SENİN MÜRİDİNİ DÜNYA VE AHİRET ATEŞİYLE YAKMAYACAĞIM
SENİN MÜRİDİNİ DÜNYA VE AHİRET ATEŞİYLE YAKMAYACAĞIM
Sekizinci menkıbe, Hazreti Gavsu'l Azam’ın müridini dünya ve ahiret ateşinden kurtarması hakkındadır. Kadı İmadi ulvi b. Nizameddin şöyle anlatmıştır:
Burhaniyur beldesinde zengin, ateşe tapan ve komşum olan bir adam vardı. Hazreti Gavsu'l Azam'a olan inancı tamdı. Her sene çok çeşitli yemekler yapar, faziletli kişileri, ileri gelenleri ve fakirleri çağırıp yedirirdi. Mumlar yakıp oturma yerini türlü süslerle ve kokularla güzelleştirirdi. Ve bütün bunların hepsini Hazreti Gavs'a olan muhabbetinden yapıyordu. Hintli olan bu adam vefat edince yakmak için onu malum yerlerine aldılar. Çok odun toplayıp üzerine bol yağ döktüler, adamı odunların ortasına koyup tutuşturdular. Ne var ki Allah’u Teala'nın kudretiyle ateş ne adama ne de adamın vücudundaki bir kıla tesir etmedi. Hintliler bu duruma şahit olduklarında dedikodu etmeye başladılar ve (batıl inançlarına göre) kendilerini ateşten (ateşin onları cezalandırmasından) kurtarmak için onu nehre atmayı kararlaştırdılar.
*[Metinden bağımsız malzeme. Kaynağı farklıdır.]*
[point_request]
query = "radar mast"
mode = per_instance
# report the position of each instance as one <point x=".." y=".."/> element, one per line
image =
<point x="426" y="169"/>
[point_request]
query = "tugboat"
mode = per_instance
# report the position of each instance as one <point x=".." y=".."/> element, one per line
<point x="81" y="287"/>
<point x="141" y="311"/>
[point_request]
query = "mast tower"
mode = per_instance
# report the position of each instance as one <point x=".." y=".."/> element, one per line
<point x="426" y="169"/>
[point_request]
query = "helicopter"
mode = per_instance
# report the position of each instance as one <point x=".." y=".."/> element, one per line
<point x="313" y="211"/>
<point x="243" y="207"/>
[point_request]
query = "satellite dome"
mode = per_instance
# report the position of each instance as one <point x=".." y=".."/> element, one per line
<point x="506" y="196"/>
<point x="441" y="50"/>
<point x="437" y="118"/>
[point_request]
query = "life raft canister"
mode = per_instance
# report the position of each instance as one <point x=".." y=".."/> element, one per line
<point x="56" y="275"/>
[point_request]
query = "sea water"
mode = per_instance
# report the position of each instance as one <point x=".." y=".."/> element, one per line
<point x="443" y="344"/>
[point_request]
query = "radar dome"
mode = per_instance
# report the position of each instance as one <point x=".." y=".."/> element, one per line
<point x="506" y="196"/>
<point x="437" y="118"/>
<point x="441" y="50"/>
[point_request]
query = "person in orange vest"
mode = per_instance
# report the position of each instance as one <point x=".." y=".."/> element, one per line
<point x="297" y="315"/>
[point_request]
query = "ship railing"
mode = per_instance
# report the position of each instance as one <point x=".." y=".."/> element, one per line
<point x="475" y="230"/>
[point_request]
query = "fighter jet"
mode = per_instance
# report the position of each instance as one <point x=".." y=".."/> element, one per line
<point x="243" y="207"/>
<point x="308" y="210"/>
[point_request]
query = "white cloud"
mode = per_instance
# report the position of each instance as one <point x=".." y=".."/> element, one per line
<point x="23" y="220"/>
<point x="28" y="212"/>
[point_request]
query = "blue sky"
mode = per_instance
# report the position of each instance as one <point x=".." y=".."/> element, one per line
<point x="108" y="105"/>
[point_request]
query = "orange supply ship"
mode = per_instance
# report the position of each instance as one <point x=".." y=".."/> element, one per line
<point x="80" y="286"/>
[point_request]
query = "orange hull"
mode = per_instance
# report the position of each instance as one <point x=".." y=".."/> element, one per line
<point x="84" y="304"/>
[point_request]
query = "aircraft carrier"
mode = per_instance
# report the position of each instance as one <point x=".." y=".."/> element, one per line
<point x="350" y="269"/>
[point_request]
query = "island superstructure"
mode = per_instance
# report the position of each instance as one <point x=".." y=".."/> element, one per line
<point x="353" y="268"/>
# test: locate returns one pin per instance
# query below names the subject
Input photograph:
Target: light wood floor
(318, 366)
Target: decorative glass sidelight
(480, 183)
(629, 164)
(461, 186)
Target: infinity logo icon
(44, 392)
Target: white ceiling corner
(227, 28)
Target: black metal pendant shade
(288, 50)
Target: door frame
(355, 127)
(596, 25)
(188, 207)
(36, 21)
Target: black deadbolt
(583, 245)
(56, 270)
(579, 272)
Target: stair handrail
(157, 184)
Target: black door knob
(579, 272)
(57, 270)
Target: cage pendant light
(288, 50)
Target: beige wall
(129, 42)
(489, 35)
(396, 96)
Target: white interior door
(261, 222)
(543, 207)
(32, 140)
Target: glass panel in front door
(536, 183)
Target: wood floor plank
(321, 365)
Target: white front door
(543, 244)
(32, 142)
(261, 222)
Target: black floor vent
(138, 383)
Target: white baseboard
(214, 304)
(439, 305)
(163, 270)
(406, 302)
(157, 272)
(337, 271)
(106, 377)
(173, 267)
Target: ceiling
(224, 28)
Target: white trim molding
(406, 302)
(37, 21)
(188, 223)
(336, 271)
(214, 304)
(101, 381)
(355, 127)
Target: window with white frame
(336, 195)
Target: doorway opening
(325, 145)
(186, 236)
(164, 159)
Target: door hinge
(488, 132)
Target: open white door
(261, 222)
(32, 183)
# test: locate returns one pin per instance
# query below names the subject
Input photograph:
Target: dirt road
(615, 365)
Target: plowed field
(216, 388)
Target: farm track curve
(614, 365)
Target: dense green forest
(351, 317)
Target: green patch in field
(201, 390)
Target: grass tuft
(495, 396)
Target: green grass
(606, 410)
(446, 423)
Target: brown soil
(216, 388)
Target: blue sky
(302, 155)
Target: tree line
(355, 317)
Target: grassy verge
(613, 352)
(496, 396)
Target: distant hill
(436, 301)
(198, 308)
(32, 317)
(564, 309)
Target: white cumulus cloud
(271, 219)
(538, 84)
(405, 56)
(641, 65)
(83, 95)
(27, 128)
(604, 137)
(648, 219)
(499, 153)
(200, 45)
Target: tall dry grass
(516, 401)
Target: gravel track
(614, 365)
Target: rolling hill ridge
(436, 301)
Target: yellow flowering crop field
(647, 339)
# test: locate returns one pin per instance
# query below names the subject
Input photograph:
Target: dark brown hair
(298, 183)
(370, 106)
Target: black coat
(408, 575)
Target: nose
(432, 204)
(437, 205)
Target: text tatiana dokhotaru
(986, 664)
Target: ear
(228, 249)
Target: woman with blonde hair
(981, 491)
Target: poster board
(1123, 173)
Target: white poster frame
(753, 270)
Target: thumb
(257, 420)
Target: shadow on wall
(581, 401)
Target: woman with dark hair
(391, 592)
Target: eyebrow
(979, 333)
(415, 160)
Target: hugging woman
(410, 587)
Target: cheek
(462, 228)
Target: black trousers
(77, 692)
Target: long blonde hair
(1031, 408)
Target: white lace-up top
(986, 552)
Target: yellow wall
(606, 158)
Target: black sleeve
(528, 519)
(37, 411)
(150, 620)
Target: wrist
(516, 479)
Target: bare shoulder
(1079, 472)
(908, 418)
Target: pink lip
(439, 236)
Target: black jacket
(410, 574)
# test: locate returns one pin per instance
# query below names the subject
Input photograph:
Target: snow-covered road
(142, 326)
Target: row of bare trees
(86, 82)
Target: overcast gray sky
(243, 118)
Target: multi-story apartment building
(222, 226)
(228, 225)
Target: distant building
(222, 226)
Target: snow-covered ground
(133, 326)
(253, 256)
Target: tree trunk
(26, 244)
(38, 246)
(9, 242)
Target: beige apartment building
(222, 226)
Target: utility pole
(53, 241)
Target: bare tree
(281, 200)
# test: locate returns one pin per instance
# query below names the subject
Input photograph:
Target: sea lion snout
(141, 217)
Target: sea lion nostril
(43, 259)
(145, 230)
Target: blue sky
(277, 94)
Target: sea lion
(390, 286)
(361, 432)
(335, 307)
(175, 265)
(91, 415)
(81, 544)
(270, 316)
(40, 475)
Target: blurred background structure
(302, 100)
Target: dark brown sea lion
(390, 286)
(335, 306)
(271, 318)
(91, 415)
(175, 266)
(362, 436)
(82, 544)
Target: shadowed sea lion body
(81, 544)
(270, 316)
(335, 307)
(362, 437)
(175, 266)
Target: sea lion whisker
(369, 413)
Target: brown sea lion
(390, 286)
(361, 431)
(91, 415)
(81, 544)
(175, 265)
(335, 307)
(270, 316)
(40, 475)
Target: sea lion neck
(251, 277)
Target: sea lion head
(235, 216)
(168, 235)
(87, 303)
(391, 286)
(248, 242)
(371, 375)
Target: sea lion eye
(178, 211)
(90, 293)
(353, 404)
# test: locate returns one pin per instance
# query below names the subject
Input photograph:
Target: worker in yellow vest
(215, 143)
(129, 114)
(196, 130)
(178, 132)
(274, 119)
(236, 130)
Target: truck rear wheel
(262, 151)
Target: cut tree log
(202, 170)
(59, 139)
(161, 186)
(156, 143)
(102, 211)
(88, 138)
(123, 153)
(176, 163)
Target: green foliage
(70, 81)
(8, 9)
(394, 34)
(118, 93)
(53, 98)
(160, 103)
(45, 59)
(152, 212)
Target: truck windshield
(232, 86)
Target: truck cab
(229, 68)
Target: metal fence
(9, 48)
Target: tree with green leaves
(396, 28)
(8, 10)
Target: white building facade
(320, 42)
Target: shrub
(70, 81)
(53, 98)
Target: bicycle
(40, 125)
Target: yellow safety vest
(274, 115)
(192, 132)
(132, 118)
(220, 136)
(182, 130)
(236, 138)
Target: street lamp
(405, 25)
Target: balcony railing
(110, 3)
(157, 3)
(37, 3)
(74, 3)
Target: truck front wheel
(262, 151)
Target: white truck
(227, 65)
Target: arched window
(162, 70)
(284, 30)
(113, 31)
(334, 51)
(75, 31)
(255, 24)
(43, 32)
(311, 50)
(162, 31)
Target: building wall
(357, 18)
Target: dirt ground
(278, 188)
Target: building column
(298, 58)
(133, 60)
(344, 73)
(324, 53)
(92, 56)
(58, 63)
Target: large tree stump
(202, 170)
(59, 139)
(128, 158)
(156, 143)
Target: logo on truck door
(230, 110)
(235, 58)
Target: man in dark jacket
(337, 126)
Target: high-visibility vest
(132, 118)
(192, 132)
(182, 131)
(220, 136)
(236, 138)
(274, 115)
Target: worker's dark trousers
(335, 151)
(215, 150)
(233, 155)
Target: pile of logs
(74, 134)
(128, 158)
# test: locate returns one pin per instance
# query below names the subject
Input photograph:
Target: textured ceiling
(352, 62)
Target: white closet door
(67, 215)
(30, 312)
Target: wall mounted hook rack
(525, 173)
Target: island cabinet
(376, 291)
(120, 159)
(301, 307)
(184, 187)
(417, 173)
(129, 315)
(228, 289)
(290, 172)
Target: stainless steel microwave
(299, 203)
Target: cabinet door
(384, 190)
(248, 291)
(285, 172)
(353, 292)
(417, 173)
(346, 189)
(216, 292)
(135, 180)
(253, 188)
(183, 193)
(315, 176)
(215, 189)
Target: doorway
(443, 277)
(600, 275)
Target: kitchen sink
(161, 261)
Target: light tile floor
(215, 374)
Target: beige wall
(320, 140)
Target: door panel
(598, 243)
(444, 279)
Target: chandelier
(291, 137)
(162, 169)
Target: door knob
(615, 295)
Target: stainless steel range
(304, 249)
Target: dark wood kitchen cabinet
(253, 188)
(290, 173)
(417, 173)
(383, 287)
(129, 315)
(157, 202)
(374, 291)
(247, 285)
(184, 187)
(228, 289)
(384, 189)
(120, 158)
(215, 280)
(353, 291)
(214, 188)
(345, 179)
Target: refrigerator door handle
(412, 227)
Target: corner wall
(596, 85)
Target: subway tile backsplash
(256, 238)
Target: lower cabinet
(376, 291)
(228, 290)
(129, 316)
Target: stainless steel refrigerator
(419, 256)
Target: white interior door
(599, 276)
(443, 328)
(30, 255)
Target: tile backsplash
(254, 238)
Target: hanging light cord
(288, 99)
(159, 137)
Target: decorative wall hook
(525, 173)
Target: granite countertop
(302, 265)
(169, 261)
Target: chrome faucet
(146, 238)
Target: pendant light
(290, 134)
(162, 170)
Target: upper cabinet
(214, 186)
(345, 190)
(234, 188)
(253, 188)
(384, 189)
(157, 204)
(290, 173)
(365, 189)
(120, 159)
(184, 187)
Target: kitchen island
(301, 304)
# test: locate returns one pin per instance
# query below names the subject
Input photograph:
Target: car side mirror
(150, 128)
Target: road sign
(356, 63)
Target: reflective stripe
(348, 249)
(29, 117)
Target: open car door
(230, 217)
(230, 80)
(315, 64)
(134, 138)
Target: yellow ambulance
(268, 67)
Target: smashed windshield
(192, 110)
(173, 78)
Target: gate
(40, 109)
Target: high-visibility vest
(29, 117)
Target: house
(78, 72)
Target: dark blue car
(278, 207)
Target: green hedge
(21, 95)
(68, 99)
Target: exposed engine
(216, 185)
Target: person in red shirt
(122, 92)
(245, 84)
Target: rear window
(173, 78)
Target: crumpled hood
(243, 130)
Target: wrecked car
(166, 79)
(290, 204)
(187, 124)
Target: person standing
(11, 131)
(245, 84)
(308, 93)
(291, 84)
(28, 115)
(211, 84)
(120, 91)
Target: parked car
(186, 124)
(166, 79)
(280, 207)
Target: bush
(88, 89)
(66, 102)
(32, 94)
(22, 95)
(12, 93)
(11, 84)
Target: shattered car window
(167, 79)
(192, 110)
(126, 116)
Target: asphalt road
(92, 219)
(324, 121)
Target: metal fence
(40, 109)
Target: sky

Onu suya atmalarından sonra, evliyadan bir zat rüyasında Hazreti Gavsu'l Azam’ı görür. Gavsu'l Azam ona falanca Hintlinin manevi evlatlarından olduğunu, Ehlullahın yanında isminin Sadullah olduğunu haber verir ve; "Onu al, yıka ve cenaze namazını kılıp defnet. Muhakkak Allahu Teâlâ bana, 'senin müridini dünya ve ahiret ateşiyle yakmayacağım ve dünyada ömürlerini güzel bir sonla neticelendireceğim' der.” Daimi olan bu nimetten dolayı Allahü Teala’ya hamd olsun.